Submitted mz10-009.in on 8 ppn. It failed as not enough memory was allocated (only ~2000MB vs. the ~10,000MB needed). To rectify this, added -l pvmem=5GB to the "sanity check" submission file and cut the ppn from 8 to 4. Also, in the input file, set mkmem 0 (For more info on memory constraints, https://www.nersc.gov/users/computational-systems/carver/running-jobs/memory-considerations/).
Adding only mkmem 0 reduced the memory needs 10-fold. I'm going to try running the job without pvmem=5GB and with 8 ppn.
Submitted the job, but it appears that I have hit my disk quota. That means I'll have to clear out some space in my folders at some point in the next 12-24 hours.

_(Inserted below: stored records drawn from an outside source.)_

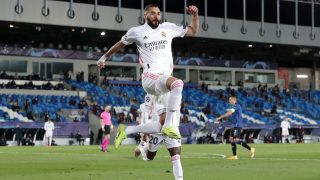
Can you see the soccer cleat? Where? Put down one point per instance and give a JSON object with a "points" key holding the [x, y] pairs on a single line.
{"points": [[233, 158], [171, 132], [252, 151], [120, 136]]}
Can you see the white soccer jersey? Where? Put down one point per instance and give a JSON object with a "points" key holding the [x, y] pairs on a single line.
{"points": [[49, 127], [285, 125], [154, 45]]}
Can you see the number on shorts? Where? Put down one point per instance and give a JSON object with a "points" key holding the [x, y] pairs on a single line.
{"points": [[153, 140]]}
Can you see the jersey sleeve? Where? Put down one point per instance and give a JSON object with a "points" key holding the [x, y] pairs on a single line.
{"points": [[129, 37], [177, 30]]}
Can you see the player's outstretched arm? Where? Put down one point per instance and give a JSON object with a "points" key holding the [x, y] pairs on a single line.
{"points": [[193, 28], [115, 48], [227, 114]]}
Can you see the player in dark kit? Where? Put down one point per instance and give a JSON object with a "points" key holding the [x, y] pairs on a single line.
{"points": [[235, 112]]}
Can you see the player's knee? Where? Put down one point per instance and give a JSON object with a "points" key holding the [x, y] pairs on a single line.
{"points": [[150, 157], [177, 86], [175, 157]]}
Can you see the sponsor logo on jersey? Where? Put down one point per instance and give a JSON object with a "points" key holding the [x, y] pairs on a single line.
{"points": [[156, 45]]}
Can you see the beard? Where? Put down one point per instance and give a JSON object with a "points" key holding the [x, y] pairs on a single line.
{"points": [[153, 24]]}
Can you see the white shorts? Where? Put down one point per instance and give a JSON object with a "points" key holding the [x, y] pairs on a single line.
{"points": [[48, 134], [154, 84], [155, 141], [285, 132]]}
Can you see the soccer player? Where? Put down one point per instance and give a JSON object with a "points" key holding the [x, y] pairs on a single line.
{"points": [[235, 112], [285, 126], [106, 125], [151, 143], [153, 40], [48, 127]]}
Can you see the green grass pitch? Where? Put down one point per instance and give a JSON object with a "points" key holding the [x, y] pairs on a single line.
{"points": [[200, 162]]}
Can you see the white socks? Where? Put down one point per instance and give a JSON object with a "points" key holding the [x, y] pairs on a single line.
{"points": [[150, 127], [174, 102], [177, 168]]}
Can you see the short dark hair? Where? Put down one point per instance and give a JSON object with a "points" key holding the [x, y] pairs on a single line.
{"points": [[150, 6], [233, 96]]}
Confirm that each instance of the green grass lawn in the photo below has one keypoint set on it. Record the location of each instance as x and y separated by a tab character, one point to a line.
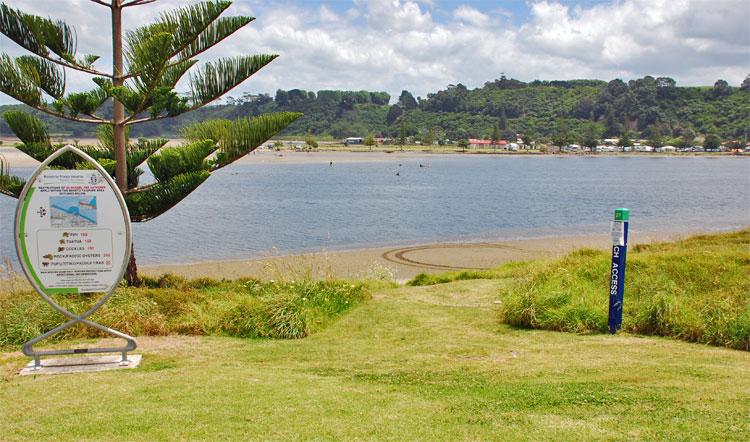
412	363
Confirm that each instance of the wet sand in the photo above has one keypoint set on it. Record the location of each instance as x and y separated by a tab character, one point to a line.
397	263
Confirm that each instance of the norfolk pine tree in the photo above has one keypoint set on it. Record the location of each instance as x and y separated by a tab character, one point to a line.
148	62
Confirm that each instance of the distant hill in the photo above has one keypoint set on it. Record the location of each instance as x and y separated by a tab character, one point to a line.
541	108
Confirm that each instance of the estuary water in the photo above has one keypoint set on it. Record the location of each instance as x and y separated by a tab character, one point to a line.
255	210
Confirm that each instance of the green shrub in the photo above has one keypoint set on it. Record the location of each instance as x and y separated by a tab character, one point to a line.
171	304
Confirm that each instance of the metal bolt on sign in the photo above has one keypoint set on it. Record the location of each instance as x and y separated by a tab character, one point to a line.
73	235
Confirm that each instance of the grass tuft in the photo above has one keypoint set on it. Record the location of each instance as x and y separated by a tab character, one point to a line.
697	290
173	305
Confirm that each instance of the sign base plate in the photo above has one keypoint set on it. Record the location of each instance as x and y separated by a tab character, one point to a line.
81	364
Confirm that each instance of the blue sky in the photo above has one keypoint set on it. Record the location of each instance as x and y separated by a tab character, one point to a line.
424	45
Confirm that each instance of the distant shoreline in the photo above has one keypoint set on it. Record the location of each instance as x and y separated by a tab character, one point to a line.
381	154
401	262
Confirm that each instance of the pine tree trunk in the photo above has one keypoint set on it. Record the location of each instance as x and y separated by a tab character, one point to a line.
131	273
121	169
118	128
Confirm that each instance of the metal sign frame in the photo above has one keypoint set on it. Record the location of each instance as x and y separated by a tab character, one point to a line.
28	347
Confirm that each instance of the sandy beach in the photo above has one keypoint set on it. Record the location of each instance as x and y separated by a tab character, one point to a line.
19	159
397	263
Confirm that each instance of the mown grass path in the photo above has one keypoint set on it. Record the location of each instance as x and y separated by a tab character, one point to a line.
413	363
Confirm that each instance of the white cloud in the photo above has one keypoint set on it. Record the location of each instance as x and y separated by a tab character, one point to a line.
399	44
472	16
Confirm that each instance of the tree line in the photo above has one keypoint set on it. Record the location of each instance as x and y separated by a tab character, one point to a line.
545	111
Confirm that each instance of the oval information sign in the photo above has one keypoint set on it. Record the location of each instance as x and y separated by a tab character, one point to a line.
72	229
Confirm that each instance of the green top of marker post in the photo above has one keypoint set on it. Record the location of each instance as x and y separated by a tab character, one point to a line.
622	214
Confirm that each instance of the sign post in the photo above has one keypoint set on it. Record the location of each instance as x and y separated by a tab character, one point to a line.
73	235
617	270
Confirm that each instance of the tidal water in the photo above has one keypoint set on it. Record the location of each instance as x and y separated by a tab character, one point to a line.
254	210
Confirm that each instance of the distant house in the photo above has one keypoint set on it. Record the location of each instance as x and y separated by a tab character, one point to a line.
484	144
353	140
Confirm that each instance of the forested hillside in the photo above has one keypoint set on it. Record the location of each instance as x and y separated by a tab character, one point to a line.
644	107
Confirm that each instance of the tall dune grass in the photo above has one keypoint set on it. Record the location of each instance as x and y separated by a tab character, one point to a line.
696	290
172	305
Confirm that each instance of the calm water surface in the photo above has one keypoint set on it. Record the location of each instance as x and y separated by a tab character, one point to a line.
254	210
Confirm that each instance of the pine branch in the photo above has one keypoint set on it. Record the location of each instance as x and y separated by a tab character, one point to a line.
15	83
43	36
213	34
219	77
245	134
47	76
148	202
174	161
28	128
151	47
137	3
9	185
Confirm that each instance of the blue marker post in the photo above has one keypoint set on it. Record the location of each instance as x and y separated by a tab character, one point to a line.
617	271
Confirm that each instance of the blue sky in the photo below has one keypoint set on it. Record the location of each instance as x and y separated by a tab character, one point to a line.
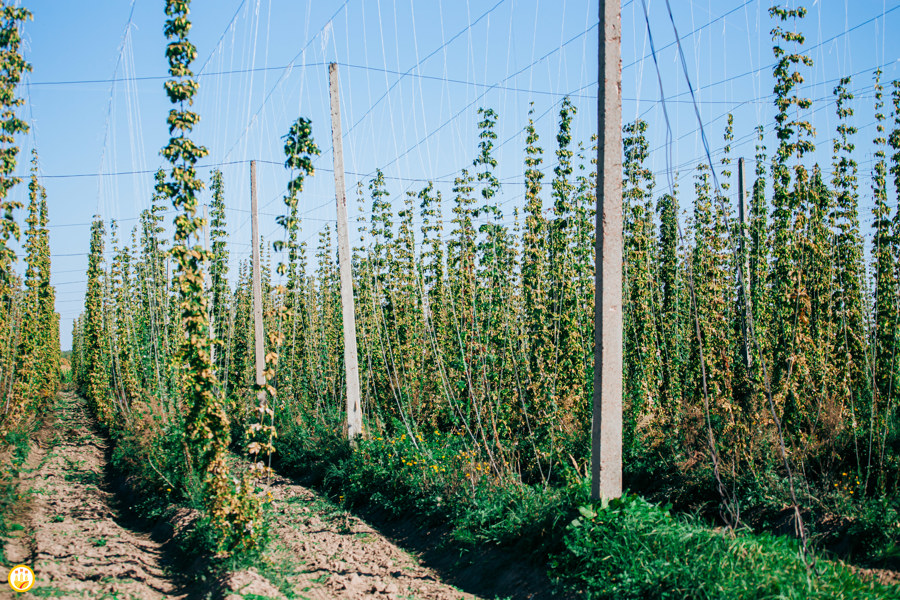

I had both this job and mz464 running, but the both of them together filled my home quota, so both jobs stalled out. I moved the critical files over to $SCRATCH, and resubmitted this job (mz10-009) with the specs:
Submitted mz10-009.in to reg_med queue
Run on 32 nodes, 8 ppn
walltime of 36:00:00
ecut 25 Hartrees
I also thought about submitting and then holding a job using more 64 nodes, but the queue kept rejecting this input file. I'll ask Sam and Josh about why that might be happening, but for now the current job should (hopefully) suffice.
Met with Josh today, and found a major error in my methodology. It turns out that in the submission file, the number of processors given over to abinit is specified by the command mpirun -np ## (where ## is the number of processors). I had not been changing this, so basically with all jobs up to this point I was queued for large numbers of nodes, but only using one. With this error rectificed, this job was correctly resubmitted under the following parameters.
Run on 33 nodes, 8 ppn
walltime of 24:00:00
ecut 35 Hartrees
mz10-009 came out of the queue, it looks like everything went well. Next week, I'll give the iterative Hirshfeld calculations a shot.
Converged after 18 SCF cycles
nband 307 Hartrees
ngfft 100 120 160